Lucas Avidan is a Ph.D. student in UCLA’s ethnomusicology department. Since 2014, he has been researching Tanzanian hip hop and popular music, generally referred to as bongo flava. His research explores cultural transmission in bongo flava, and how this genre negotiates a mixture of foreign and local aesthetic influences. He is currently the managing editor for Sounding Board, the online portion of UCLA’s Ethnomusicology Review, and a book reviews editor for UCLA’s African Studies journal, Ufahamu. In addition, he plays trombone in the Charles Mingus Ensemble.
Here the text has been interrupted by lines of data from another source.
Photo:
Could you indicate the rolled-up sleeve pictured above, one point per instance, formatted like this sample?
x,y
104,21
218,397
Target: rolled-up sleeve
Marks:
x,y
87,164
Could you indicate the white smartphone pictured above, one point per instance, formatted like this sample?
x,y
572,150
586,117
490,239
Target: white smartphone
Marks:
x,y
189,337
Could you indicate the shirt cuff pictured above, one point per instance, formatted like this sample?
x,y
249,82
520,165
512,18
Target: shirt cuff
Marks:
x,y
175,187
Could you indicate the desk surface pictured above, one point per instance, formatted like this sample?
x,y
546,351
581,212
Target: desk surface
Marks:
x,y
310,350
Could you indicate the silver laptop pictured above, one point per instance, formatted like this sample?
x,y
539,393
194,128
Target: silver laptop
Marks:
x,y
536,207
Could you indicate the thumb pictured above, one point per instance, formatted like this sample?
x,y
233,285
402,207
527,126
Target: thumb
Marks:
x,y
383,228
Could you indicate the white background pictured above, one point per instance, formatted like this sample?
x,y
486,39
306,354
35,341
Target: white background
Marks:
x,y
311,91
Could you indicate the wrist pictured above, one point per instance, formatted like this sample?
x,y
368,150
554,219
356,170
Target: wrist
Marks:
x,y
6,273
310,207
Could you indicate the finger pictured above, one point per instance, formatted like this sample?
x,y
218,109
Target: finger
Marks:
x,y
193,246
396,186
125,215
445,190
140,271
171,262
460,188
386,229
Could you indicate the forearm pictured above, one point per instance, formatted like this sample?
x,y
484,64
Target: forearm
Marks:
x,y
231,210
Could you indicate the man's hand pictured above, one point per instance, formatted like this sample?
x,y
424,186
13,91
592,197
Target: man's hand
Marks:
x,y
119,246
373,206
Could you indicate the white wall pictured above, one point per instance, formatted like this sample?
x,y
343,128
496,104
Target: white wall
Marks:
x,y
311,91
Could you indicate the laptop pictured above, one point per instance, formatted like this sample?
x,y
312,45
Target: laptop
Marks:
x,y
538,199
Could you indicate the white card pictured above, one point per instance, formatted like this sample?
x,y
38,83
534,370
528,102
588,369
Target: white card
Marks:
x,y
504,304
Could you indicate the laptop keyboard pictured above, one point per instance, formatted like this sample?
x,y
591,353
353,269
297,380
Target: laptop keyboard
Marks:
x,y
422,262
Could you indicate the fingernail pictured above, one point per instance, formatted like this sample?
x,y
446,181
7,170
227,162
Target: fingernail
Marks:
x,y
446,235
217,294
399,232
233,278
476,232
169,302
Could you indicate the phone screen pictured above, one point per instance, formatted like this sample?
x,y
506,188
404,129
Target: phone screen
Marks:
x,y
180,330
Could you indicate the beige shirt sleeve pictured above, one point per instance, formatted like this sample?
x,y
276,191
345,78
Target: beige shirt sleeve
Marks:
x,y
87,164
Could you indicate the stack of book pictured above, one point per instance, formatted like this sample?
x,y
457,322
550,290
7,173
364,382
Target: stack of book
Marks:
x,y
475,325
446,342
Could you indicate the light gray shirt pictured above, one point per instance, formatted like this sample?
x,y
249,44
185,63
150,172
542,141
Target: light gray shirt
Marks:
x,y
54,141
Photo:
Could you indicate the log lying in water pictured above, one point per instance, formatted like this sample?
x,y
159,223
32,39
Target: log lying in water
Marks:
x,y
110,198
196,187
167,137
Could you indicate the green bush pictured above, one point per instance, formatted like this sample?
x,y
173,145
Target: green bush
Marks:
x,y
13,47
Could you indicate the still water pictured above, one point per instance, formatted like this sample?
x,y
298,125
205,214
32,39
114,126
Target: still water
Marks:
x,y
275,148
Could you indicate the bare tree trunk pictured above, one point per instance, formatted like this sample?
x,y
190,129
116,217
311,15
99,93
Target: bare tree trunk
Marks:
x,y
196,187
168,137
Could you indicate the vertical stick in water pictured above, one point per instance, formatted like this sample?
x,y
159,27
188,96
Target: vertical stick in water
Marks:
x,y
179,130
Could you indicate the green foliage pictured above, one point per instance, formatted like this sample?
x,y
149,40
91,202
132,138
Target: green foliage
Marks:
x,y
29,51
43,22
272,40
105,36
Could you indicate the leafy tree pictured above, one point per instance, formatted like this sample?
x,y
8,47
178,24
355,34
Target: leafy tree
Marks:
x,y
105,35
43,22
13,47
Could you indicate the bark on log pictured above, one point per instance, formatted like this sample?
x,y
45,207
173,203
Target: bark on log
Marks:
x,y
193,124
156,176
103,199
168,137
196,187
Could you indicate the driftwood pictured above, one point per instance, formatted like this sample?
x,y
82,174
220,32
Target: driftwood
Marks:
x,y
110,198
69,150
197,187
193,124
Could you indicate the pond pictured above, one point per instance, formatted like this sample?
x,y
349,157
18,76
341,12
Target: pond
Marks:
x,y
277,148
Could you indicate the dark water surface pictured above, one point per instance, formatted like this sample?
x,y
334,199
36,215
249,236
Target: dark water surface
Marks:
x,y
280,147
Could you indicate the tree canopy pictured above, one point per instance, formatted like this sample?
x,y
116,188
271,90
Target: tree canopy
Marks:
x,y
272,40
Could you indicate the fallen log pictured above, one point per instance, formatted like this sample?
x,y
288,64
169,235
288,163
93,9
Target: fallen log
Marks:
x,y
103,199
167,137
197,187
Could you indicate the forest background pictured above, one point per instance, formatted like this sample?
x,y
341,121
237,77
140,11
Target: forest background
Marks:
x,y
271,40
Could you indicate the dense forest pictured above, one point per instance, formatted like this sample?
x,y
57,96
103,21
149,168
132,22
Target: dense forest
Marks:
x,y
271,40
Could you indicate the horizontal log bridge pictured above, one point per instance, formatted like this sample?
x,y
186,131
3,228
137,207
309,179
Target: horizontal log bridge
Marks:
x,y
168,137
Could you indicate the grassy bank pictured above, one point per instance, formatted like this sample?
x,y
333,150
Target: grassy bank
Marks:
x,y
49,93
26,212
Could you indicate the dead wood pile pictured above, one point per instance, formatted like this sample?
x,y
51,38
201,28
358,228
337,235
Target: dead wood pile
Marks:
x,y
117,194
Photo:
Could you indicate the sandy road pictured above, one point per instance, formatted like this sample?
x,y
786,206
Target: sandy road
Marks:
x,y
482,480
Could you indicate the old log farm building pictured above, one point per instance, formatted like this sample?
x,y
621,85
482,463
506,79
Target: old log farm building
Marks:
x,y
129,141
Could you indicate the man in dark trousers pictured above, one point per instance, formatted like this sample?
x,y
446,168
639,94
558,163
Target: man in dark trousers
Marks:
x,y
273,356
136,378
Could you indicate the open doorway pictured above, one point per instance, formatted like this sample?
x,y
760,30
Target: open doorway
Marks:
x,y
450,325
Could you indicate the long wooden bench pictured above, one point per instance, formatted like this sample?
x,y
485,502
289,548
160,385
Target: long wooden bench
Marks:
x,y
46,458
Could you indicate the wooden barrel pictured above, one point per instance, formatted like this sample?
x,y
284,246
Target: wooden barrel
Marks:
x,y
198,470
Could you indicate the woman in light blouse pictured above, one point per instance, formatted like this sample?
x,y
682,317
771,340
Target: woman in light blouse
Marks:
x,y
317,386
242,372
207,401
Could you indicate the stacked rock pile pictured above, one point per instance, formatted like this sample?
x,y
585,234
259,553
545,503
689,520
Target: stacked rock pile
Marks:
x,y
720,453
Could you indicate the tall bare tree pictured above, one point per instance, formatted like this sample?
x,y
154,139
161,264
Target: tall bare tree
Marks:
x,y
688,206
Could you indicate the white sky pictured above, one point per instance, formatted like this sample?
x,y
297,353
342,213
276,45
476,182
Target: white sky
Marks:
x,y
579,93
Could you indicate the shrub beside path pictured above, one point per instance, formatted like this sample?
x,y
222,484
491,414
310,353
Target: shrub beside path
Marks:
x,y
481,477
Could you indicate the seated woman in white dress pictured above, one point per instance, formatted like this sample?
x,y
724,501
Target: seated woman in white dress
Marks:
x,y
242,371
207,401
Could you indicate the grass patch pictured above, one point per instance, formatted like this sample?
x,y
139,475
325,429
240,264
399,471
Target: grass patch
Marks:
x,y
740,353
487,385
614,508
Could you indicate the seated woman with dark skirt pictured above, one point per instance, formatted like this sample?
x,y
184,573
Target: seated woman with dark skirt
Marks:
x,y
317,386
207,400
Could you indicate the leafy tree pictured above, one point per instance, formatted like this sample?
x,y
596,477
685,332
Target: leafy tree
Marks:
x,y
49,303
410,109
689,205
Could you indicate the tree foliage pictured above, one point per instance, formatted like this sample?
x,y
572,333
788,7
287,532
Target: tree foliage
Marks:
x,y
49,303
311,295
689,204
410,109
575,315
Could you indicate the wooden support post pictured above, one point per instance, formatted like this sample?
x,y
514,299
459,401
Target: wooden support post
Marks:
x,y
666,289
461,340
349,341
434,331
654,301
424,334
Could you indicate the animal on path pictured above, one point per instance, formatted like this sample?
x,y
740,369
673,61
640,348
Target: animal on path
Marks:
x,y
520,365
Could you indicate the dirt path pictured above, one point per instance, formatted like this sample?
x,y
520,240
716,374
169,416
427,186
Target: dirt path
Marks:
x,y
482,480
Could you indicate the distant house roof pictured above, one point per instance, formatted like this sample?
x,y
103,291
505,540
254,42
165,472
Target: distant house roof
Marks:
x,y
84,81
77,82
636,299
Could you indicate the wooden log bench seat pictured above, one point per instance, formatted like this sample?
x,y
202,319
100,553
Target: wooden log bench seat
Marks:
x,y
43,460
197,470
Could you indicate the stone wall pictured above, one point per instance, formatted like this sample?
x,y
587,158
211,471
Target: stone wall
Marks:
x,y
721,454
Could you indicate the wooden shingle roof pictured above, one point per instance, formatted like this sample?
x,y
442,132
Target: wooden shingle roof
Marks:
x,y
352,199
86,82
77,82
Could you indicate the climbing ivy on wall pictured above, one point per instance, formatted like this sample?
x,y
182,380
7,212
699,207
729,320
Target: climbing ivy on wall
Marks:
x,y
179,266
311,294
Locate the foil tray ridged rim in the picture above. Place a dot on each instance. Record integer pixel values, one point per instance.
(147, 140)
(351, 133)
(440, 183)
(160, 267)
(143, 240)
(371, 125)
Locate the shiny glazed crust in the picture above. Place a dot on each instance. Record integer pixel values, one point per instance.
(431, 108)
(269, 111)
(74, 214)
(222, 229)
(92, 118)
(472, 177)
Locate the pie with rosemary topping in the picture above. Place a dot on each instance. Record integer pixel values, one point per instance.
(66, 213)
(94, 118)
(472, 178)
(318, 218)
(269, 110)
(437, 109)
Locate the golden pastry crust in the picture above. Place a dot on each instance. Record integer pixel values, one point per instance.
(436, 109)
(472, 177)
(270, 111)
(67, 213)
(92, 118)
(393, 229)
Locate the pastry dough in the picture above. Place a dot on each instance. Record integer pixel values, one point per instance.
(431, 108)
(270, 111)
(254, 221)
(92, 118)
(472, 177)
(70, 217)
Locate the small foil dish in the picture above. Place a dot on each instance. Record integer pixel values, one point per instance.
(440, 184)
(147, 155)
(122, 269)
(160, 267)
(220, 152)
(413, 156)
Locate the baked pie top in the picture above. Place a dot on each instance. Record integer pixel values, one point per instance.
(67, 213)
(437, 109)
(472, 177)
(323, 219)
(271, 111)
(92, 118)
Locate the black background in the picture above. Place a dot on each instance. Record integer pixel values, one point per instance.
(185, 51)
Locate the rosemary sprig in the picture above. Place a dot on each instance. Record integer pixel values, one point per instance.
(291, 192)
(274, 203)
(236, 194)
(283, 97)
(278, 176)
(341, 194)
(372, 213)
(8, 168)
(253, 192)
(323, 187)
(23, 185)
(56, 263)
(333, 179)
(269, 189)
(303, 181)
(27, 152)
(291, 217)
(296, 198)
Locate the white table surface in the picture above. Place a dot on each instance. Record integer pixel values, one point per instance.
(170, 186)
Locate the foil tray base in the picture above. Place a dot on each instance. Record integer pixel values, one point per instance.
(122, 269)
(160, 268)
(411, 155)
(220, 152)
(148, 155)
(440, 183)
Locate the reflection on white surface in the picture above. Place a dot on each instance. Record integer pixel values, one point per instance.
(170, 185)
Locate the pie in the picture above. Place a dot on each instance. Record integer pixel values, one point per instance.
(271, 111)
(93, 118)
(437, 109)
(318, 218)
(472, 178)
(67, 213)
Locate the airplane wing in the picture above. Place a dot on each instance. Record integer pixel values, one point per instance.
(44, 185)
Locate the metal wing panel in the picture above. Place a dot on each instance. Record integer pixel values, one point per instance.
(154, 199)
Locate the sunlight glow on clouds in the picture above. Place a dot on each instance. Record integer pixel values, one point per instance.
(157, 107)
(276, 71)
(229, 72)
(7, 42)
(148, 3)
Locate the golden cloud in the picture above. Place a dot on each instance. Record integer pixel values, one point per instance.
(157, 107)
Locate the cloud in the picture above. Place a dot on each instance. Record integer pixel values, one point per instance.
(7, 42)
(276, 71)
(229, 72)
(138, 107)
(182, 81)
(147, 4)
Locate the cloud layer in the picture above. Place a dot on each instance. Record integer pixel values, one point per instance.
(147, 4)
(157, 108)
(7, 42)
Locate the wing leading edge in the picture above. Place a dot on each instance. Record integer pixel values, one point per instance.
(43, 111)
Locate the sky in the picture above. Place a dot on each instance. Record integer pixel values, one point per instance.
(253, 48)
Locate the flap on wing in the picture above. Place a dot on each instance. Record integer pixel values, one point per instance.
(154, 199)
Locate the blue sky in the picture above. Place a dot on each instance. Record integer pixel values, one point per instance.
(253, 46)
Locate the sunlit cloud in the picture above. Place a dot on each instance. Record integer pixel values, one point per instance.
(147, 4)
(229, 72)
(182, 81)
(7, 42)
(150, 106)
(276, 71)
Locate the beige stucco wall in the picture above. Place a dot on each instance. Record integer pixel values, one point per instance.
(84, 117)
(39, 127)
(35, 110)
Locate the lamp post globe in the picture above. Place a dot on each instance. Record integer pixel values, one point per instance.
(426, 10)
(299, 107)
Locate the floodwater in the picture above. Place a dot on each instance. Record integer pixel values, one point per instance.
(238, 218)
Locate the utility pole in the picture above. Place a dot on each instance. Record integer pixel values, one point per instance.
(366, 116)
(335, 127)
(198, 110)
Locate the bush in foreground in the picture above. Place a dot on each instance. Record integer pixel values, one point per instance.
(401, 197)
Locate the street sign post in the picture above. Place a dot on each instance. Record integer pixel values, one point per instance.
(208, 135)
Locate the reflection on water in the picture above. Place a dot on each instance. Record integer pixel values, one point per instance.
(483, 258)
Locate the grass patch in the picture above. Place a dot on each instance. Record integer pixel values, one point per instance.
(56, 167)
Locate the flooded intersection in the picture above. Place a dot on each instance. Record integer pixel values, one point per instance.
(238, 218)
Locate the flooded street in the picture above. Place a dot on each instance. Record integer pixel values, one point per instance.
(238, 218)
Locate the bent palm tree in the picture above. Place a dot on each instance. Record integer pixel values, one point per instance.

Sylvia Antonia Nannyonga-Tamusuza, Ph.D., Member-at-large

Dr. Sylvia Antonia Nannyonga-Tamusuza is an Associate Professor of Music and the Head of the Performing Arts and Film Department at Makerere University. She is also the Coordinator of the Ethnomusicology in Uganda Projects and the founder and curator of the Makerere University Klaus Wachsmann Audio-Visual Archive. She has published on popular music, Catholic church music, school music competitions, dance as music, sexuality in music and dance, politics and gender in music, the interface between ethnomusicology and music education, and identities in diasporic music, music repatriation, and archiving. Her publications include the book Baakisimba: Gender in Music and Dance of the Baganda People of Uganda (Routledge, 2005), as well as many articles in various journals and edited volumes. She is co-editor of Ethnomusicology in East Africa: Perspectives from Uganda and Beyond (Fountain, 2012). Her present research is on women’s negotiation for peace and conflict resolution using expressive arts, gendered mobile music, and archival studies based on the Makerere University Klaus Wachsmann Music collections. Nannyonga-Tamusuza is a member of the Society for Ethnomusicology and was part of the Strategic Direction (2017-2021) Planning Committee.